Le soldat JOLLIVET est né à Séné au Petit Poulfanc d'un père manoeuvier, Joachim Mathurin JOLLIVET né le 3/2/1864 à Sulniac et d'une mère ménagère, Marie Josèphe JULIO née à Ambon le 6/1/1874.

1906 Jollivet Poulfanc

En 1906, la famille JOLLIVET est bien pointée par le dénombrement au Poulfanc en Séné où plusieurs frères Jollivet sont descendus de Sulniac pour travailler au Poulfanc.

1925 Jollivet MAT

Sa fiche de matricule nous indique, qu'en 1925, avant de partir au service militaire, Pierre Marie JOLLIVET est garçon de ferme et vit à Séné. Il est affecté au Maroc. Il rentre en 1926 et s'installe à Saint-Nolff. Il se marie à Vannes le 19/9/1931 avec Simone Alexandrine Anne VISAGE [6/4/1911 - 2008 Merlevenez], native de Saint-Nolff. Il déclare alors la profession de camionneur et réside au n°5 de la rue Boismoreau à Vannes. Il est sans doute employé par les transporteurs installés route de Nantes à Vannes et Séné [lire histoire de Duclos Penru et des routiers de Séné].

1938 dartagnan3

Le 27/2/1936, il s'engage pour 4 ans au sein du 2° Régiment d'Infanterie Coloniale. Le 18/3/1938, il embarque pour Shangaï à bord du vapeur d'Artagnan et rejoint le 16° RIC basé en Chine. Le 3/10/1938, la France est contrainte de quitter la Chine et le 16°RIC se replie en Indochine. Plusieurs postes d'affectation le mène à Nha Trang puis à Quinhen dans l'Amman, actuelle Quy Nhon au Viet-Nam.

Saigon Hopitel Militaire

Son dossier 21 P 279345, transmis par le SHD de Caen, nous indique que le soldat de 1ère classe JOLLIVET, en poste au "Dépôt de Transition de Saïgon", est admis à l'hôpital le 28 juin 1945.  On lui diagnostique une "tuberculose pulmonaire bilatérale et enterite tuberculeuse", imputable à son service au sein du 16°RIC. Il décède le 4 juillet 1945 à l'Hôpital Graal de Saïgon situé au 14 rue de la Grandière. 

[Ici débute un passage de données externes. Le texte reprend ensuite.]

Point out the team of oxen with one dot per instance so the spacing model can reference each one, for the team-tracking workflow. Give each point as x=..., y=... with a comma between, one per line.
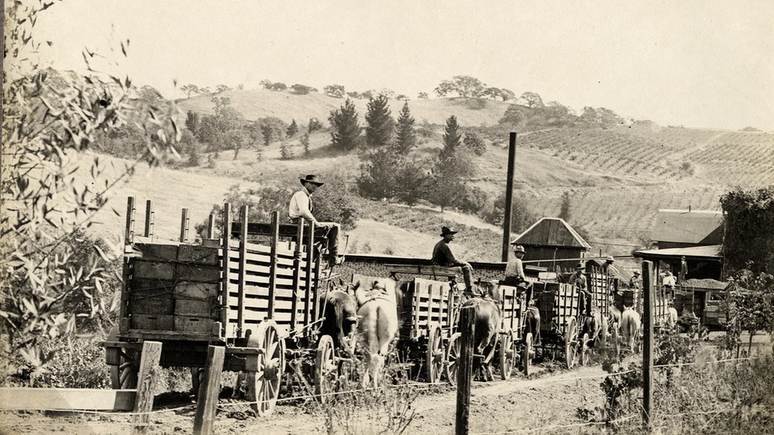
x=371, y=318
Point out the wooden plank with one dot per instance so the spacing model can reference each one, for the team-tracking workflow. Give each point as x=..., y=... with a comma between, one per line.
x=198, y=255
x=285, y=230
x=152, y=269
x=193, y=324
x=262, y=304
x=197, y=308
x=146, y=382
x=195, y=290
x=162, y=252
x=61, y=399
x=273, y=267
x=308, y=273
x=189, y=272
x=465, y=369
x=151, y=304
x=149, y=219
x=242, y=272
x=297, y=272
x=184, y=222
x=225, y=236
x=209, y=388
x=155, y=322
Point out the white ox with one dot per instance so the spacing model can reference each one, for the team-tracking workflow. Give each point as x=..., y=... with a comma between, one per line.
x=377, y=325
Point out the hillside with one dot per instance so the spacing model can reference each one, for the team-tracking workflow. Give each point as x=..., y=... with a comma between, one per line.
x=616, y=178
x=286, y=105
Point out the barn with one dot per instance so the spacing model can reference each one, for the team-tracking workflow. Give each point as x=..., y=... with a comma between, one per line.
x=553, y=239
x=687, y=228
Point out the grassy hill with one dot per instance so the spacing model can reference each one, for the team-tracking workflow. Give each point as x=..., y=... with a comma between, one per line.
x=286, y=105
x=616, y=178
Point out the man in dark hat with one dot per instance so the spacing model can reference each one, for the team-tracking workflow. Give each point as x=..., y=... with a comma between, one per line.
x=443, y=256
x=514, y=270
x=301, y=207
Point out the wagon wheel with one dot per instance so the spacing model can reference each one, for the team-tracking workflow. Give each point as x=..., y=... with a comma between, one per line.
x=507, y=355
x=325, y=368
x=124, y=376
x=434, y=355
x=196, y=380
x=452, y=354
x=570, y=343
x=603, y=334
x=263, y=385
x=585, y=351
x=525, y=353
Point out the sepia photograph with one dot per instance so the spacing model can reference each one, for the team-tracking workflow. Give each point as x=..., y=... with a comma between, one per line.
x=398, y=217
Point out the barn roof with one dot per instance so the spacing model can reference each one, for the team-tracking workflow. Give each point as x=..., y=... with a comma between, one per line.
x=552, y=232
x=708, y=252
x=689, y=226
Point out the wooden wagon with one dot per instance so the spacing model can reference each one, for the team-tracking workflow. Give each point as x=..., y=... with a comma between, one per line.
x=248, y=291
x=560, y=317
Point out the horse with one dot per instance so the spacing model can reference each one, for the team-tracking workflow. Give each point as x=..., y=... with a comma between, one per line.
x=339, y=318
x=487, y=324
x=672, y=318
x=377, y=325
x=630, y=326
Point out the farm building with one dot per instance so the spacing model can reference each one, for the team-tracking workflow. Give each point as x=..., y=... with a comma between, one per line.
x=686, y=228
x=552, y=239
x=697, y=262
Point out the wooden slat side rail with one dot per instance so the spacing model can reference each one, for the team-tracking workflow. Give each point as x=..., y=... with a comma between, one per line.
x=424, y=269
x=149, y=219
x=185, y=221
x=242, y=269
x=273, y=266
x=62, y=399
x=297, y=273
x=224, y=264
x=262, y=254
x=285, y=230
x=308, y=272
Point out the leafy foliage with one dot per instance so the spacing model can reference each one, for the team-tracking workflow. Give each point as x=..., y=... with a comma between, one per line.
x=475, y=143
x=51, y=272
x=345, y=133
x=335, y=91
x=405, y=136
x=379, y=123
x=749, y=229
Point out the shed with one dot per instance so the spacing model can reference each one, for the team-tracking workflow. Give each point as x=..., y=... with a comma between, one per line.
x=684, y=228
x=553, y=239
x=701, y=262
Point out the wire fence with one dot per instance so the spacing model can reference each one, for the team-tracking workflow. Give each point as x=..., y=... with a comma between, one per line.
x=523, y=384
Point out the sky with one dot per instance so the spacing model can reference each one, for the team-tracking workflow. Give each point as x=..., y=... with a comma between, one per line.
x=704, y=64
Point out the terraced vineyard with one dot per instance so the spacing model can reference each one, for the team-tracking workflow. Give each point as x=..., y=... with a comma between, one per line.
x=738, y=158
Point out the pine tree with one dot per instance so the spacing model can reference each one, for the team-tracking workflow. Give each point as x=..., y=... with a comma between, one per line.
x=379, y=123
x=452, y=138
x=451, y=167
x=405, y=137
x=292, y=129
x=345, y=127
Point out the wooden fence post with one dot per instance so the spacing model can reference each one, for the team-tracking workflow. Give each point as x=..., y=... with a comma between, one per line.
x=184, y=221
x=467, y=327
x=149, y=219
x=146, y=381
x=647, y=347
x=209, y=388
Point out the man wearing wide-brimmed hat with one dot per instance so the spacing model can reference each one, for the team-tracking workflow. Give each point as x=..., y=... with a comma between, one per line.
x=301, y=207
x=514, y=270
x=443, y=256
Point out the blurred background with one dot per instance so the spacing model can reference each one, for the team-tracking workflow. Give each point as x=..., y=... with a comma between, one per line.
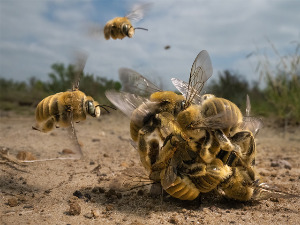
x=254, y=48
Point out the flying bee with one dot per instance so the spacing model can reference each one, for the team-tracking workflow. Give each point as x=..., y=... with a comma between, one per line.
x=120, y=27
x=142, y=110
x=199, y=134
x=64, y=108
x=61, y=109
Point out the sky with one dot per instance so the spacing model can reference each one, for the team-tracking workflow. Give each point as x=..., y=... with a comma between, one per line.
x=35, y=34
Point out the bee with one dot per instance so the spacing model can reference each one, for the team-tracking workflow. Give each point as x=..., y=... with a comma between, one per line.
x=142, y=111
x=61, y=109
x=121, y=27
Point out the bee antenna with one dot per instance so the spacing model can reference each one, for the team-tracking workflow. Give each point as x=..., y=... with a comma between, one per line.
x=141, y=28
x=103, y=107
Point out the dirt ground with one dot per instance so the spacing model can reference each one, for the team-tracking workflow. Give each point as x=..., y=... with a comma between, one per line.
x=100, y=184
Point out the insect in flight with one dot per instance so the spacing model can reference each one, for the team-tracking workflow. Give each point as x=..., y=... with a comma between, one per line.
x=141, y=101
x=121, y=27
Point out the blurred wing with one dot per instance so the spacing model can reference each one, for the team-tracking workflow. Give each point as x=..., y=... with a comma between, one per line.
x=135, y=83
x=201, y=71
x=138, y=11
x=251, y=123
x=248, y=106
x=183, y=87
x=264, y=191
x=80, y=62
x=128, y=103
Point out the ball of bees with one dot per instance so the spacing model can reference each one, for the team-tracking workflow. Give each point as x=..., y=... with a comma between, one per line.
x=121, y=27
x=191, y=143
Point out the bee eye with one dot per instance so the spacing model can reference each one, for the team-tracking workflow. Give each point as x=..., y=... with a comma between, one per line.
x=182, y=104
x=90, y=108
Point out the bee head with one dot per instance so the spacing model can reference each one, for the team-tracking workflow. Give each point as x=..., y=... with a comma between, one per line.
x=93, y=108
x=127, y=29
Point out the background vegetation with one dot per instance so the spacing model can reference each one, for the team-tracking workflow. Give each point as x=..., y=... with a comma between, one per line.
x=278, y=97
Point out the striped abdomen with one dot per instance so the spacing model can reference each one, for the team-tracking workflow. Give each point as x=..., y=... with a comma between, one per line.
x=221, y=114
x=60, y=109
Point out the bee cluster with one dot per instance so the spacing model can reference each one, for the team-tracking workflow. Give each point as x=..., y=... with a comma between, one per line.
x=190, y=143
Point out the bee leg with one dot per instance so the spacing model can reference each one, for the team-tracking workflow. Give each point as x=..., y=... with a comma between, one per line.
x=245, y=139
x=143, y=146
x=153, y=150
x=225, y=142
x=166, y=153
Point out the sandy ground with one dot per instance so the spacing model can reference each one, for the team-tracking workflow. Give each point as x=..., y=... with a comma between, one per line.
x=41, y=192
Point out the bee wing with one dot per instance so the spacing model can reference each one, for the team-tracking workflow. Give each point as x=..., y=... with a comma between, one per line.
x=80, y=62
x=170, y=176
x=201, y=71
x=135, y=83
x=138, y=11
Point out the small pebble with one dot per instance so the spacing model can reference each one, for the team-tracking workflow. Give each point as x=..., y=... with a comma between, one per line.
x=109, y=207
x=173, y=220
x=23, y=155
x=96, y=213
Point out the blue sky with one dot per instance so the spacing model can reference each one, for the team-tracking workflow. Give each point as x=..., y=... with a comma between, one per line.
x=35, y=34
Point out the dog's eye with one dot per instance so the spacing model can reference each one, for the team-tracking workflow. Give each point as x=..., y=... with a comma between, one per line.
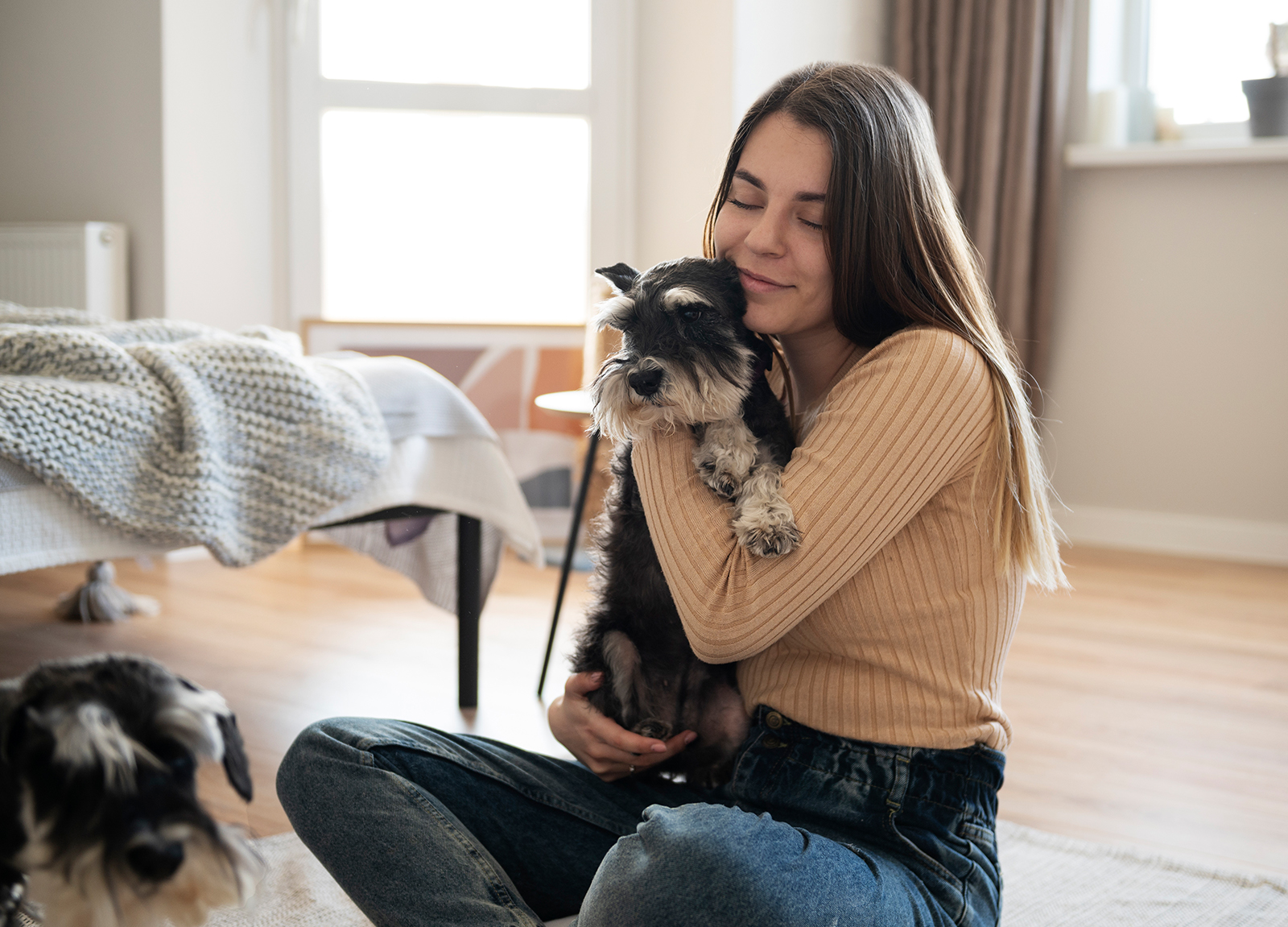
x=182, y=768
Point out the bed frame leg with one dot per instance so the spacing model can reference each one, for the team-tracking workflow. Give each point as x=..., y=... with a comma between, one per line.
x=469, y=571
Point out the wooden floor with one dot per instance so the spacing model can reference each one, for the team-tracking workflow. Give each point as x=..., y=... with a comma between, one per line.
x=1150, y=706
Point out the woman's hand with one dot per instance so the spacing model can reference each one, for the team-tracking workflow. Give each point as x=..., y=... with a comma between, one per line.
x=607, y=748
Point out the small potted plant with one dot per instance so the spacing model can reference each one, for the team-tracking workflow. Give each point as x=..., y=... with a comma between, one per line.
x=1268, y=98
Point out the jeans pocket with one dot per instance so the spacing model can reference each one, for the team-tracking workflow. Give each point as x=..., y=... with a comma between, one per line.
x=927, y=856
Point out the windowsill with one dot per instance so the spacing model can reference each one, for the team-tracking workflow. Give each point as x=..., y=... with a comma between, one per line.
x=1191, y=151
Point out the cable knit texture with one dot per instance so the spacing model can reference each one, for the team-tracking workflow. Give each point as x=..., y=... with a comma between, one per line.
x=182, y=433
x=890, y=622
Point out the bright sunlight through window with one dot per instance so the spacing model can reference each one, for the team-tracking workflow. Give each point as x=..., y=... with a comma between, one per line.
x=495, y=43
x=455, y=217
x=1199, y=51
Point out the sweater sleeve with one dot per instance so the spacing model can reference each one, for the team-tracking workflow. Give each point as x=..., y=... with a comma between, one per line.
x=911, y=416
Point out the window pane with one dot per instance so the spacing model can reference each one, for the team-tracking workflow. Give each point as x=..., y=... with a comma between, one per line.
x=1199, y=51
x=496, y=43
x=455, y=217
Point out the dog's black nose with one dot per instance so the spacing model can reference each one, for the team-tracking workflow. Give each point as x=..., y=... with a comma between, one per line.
x=646, y=382
x=156, y=862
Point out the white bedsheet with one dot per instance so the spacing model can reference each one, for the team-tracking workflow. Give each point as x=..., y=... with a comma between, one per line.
x=444, y=457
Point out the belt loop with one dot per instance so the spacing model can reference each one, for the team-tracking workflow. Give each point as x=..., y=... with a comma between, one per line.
x=899, y=787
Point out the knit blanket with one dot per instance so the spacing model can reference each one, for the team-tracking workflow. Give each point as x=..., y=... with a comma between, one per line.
x=180, y=433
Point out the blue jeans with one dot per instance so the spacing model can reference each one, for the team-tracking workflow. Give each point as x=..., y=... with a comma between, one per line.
x=427, y=828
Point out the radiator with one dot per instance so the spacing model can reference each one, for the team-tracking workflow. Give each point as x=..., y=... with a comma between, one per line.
x=77, y=264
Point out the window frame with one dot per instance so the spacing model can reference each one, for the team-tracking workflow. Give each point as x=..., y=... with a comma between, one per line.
x=609, y=105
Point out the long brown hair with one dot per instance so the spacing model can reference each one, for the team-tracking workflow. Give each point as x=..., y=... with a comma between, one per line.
x=901, y=257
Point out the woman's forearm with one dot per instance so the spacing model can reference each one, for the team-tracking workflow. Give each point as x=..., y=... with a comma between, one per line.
x=914, y=416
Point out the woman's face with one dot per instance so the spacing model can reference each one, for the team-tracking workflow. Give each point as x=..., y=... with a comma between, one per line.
x=772, y=229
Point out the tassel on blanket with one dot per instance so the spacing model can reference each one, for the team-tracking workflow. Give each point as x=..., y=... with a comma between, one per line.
x=102, y=600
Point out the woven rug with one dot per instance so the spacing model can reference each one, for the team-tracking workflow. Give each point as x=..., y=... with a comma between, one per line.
x=1050, y=882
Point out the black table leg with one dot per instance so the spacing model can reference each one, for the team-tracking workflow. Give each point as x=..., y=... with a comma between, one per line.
x=588, y=468
x=469, y=575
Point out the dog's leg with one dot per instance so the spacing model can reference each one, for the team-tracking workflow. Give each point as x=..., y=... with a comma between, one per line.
x=725, y=454
x=764, y=523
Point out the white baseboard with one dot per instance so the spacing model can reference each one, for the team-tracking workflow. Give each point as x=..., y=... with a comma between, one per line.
x=1191, y=536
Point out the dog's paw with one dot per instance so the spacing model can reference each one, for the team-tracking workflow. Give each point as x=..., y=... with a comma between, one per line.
x=766, y=536
x=720, y=481
x=654, y=727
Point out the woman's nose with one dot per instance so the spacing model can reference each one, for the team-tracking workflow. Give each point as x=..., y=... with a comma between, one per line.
x=766, y=235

Depuis le "coup de force " des armées japonaises, la France de Vichy n'exerce plus de fait l'Autorité sur les colonies d'Indochine. Le d'Artagnan sera réquisitionné par les Japonais et ensuite coulé par un sous-marin américain. L'armée japonaise opère une violente répression sur tous ceux qui remettent en cause son autorité et notamment les troupes françaises alors en poste en Indochine. Beaucoup sont contraints de fuir, sont arrêtés et emprisonnées dans les geôles japonaises ou ils sont martyrisés, torturés et pour beaucoup fusillés.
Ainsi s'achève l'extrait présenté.